The film is made up entirely of archival footage from the colonial period, mostly from Southeast Asia. Panh’s native Cambodia was held by France from 1863 to 1953, spending most of that time as part of French Indochina, a territorial cobbling together with Laos and Vietnam. This near-century was characterized by economic exploitation, violent suppression of uprisings, and the imposition of Western-style education. Yet Panh’s project is not simply the illumination of these abuses. Rather, France Is Our Mother Country is a provocation of questions that dislodge the underlying ideologies of European imperialism.
His strategy, therefore, is a bit more conceptual than recent “historical vérité” documentaries like Shola Lynch’s Free Angela and All Political Prisoners or Jason Osder’s Let the Fire Burn. The most obvious difference is its intertitles, used not as an informational aide but as a rhetorical tool. Dressed up in the elaborately designed frames of the silent era, they contain messages such as “Working for the mother country is a party,” and “There are no longer borders.” They parrot the faith and practice of colonialism, sometimes to absurd degrees.
The footage around the intertitles often undermines these statements through juxtaposition. Messages about how France “extracts” and “shares” natural resources are paired with footage of quarries and factories, but none of the workers doing the actual extracting are French and none of the wealth will be shared with Cambodians. However, it is not always so simple. Other colonial buzzwords, regarding the “enigmatic and simple” character of the people, the “sensual and submissive” nature of the women and the status of Indochinese cultures as “without history” are left to linger. These words are just as obviously fraudulent, but Panh allows them more time to weigh upon the minds of the audience.

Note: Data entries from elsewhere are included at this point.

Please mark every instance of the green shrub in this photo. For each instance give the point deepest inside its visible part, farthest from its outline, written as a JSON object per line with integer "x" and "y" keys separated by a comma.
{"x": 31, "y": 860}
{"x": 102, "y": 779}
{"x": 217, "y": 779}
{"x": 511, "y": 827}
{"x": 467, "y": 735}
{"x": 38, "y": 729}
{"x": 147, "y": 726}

After all, discomfort is likely a more intellectually productive effect than revulsion. Just as each concocted slogan is the result of false but well-intentioned propaganda, so is each archival image the result of a negotiation between the native subject and the (presumably) colonial eye behind the camera. That French rhetoric simultaneously negated and depicted the people of Cambodia is a complicated point to make, and one that requires a dialog between text and image. Panh takes after the dialectic montage of Dziga Vertov, particularly the more explicitly propagandistic strategies of A Sixth Part of the World or Three Songs About Lenin.
Yet the style of France Is Our Mother Country is also unmistakably of the 21st century. The score, by frequent Panh collaborator Marc Marder, moves back and forth between nostalgic impressions of the genres we associate with silent cinema and the unsettling soundscapes of contemporary music. Any quaintness is banished and replaced with a peculiar tone, akin to science fiction. The result is a mood similar to the eerie ambiguities of the fount-footage work of Bill Morrison. Rather than naturalizing colonialism, the dialog between sound, image and text casts French imperialism as a bizarre irregularity that exists almost outside of time.
Eventually, Panh switches gears and addresses the end. Resistance movements emerge, the French respond. There is some remarkable footage of paratroopers jumping out of planes, soldiers with a mission to maintain the supposedly beneficent empire after its time has passed. Images of Cambodia as paradise for white colonists pass across the screen, elegant French women in haute-couture posing next to locals in traditional garb. Suddenly new, brashly different intertitles read more ambiguous messages. “An empire believing it has a mission is a lost empire.”
Is this resolution? Not quite. The independence of Cambodia hardly solved all of the nation’s problems, and the horrors that followed later emerge in Panh’s other films. Yet the conclusion of France Is Our Mother Country does facilitate at least one revelation. The commitment to dialog, a dialectic between sound image and word, finally underlines the impossibility of such a single-minded worldview as that of the colonist. Everything requires a closer look. As Panh’s closing message reads, “There is no universal history.”